ReGenNet: Towards Human Action-Reaction Synthesis
This paper introduces ReGenNet, a diffusion-based generative model for human action-reaction synthesis. The model is designed to generate human reactions based on given human actions, considering the asymmetric, dynamic, synchronous, and detailed nature of human-human interactions. The paper proposes the first multi-setting human action-reaction synthesis benchmark with three annotated datasets: NTU120-AS, InterHuman-AS, and Chi3D-AS. These datasets include annotations for actor-reactor order, enabling the model to generate reactions conditioned on given actions.
ReGenNet is a diffusion model with a Transformer decoder architecture, combined with an explicit distance-based interaction loss. The model is trained on SMPL-X body models, which include detailed articulated hand poses. The model is designed to generate instant and plausible human reactions, even when the future states of actors are unavailable to reactors. The model is evaluated on the NTU120-AS, InterHuman-AS, and Chi3D-AS datasets, showing that it can generate realistic human reactions with the lowest time delay compared to baselines and can generalize to unseen actor motions and viewpoint changes.
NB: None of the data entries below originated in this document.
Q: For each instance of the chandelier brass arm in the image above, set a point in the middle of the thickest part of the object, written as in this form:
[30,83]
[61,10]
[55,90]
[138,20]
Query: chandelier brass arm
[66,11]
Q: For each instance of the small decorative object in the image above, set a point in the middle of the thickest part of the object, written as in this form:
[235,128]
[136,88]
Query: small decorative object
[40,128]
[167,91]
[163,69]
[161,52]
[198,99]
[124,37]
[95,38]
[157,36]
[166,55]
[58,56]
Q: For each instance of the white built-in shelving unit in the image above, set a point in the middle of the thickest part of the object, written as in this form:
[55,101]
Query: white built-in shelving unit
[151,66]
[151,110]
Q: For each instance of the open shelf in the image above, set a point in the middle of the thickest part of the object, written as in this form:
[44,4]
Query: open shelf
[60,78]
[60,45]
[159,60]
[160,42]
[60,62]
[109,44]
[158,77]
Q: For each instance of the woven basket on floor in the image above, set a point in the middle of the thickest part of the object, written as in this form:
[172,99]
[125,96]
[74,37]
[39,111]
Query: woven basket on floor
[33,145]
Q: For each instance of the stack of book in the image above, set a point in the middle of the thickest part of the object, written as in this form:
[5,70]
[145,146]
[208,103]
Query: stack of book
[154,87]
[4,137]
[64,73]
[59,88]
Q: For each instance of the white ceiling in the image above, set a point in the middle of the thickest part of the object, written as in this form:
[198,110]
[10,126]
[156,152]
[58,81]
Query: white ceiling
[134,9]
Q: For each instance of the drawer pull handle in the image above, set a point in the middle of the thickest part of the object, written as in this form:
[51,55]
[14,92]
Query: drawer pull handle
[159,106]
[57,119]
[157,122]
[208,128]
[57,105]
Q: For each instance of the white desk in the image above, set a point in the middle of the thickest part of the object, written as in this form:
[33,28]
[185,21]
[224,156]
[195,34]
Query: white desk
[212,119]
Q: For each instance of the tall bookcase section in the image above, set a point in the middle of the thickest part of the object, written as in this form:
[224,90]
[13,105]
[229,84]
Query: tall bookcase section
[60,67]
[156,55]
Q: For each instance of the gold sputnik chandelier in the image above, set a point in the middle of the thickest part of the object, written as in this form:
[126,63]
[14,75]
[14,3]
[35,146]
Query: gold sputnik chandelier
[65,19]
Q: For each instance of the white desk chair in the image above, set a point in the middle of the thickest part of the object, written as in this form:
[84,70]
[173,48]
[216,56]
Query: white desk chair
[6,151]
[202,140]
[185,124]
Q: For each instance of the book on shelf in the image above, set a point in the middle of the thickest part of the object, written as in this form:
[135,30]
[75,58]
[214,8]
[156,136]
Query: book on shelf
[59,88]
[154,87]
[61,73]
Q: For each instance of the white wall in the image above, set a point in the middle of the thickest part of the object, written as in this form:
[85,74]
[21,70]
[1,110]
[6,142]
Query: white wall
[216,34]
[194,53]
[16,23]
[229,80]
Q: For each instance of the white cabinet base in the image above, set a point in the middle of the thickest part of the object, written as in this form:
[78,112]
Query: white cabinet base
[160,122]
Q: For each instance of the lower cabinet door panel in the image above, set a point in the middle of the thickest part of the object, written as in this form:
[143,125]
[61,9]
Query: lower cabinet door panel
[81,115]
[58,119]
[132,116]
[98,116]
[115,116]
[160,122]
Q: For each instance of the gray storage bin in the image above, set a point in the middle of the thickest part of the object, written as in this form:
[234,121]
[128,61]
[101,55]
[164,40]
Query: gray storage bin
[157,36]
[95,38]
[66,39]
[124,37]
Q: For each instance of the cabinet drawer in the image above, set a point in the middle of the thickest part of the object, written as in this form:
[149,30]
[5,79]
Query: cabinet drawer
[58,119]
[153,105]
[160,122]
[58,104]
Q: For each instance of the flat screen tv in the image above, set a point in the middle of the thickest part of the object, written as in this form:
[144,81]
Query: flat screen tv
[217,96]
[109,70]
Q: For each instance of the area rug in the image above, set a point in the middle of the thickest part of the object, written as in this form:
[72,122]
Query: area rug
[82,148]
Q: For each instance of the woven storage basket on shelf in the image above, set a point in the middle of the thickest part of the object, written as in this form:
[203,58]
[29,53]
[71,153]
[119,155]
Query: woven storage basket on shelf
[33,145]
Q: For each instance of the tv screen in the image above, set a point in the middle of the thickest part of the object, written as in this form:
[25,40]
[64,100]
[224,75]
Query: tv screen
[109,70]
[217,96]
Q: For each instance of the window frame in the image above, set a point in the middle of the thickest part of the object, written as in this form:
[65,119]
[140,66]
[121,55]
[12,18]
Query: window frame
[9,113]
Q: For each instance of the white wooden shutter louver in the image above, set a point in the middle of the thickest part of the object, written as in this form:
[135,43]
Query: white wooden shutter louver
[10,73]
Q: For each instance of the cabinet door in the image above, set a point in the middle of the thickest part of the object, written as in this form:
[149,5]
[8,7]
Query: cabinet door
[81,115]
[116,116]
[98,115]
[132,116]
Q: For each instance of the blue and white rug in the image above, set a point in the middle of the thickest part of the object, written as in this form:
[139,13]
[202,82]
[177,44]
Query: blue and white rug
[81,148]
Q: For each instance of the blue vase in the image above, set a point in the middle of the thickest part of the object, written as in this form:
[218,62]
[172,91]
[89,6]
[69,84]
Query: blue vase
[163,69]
The model is modular and flexible, allowing for adaptation to different settings. It can be trimmed for other practical applications such as multi-person interaction generation tasks. The model is evaluated on various settings, including online and unconstrained settings, and shows superior performance in generating realistic human reactions. The model is also tested for generalization to viewpoint changes, showing robustness to viewpoint changes.
The paper also presents ablation studies on the model's components, including the explicit interaction loss, the number of decoder layers, and the number of DDIM sampling timesteps. The results show that the model's performance is significantly improved by these components. The model is also tested on different settings, including offline and constrained settings, showing its flexibility and effectiveness.
The paper concludes that ReGenNet is a significant contribution to the field of human action-reaction synthesis, providing a new benchmark and a new model for generating realistic human reactions. The model is evaluated on various datasets and settings, showing its effectiveness and generalization ability. The paper also discusses the limitations of the model, including the complexity of real-world human-human interactions and the need for high-quality human-human interaction datasets with actor-reactor annotations.ReGenNet: Towards Human Action-Reaction Synthesis
This paper introduces ReGenNet, a diffusion-based generative model for human action-reaction synthesis. The model is designed to generate human reactions based on given human actions, considering the asymmetric, dynamic, synchronous, and detailed nature of human-human interactions. The paper proposes the first multi-setting human action-reaction synthesis benchmark with three annotated datasets: NTU120-AS, InterHuman-AS, and Chi3D-AS. These datasets include annotations for actor-reactor order, enabling the model to generate reactions conditioned on given actions.
ReGenNet is a diffusion model with a Transformer decoder architecture, combined with an explicit distance-based interaction loss. The model is trained on SMPL-X body models, which include detailed articulated hand poses. The model is designed to generate instant and plausible human reactions, even when the future states of actors are unavailable to reactors. The model is evaluated on the NTU120-AS, InterHuman-AS, and Chi3D-AS datasets, showing that it can generate realistic human reactions with the lowest time delay compared to baselines and can generalize to unseen actor motions and viewpoint changes.
The model is modular and flexible, allowing for adaptation to different settings. It can be trimmed for other practical applications such as multi-person interaction generation tasks. The model is evaluated on various settings, including online and unconstrained settings, and shows superior performance in generating realistic human reactions. The model is also tested for generalization to viewpoint changes, showing robustness to viewpoint changes.
The paper also presents ablation studies on the model's components, including the explicit interaction loss, the number of decoder layers, and the number of DDIM sampling timesteps. The results show that the model's performance is significantly improved by these components. The model is also tested on different settings, including offline and constrained settings, showing its flexibility and effectiveness.
The paper concludes that ReGenNet is a significant contribution to the field of human action-reaction synthesis, providing a new benchmark and a new model for generating realistic human reactions. The model is evaluated on various datasets and settings, showing its effectiveness and generalization ability. The paper also discusses the limitations of the model, including the complexity of real-world human-human interactions and the need for high-quality human-human interaction datasets with actor-reactor annotations.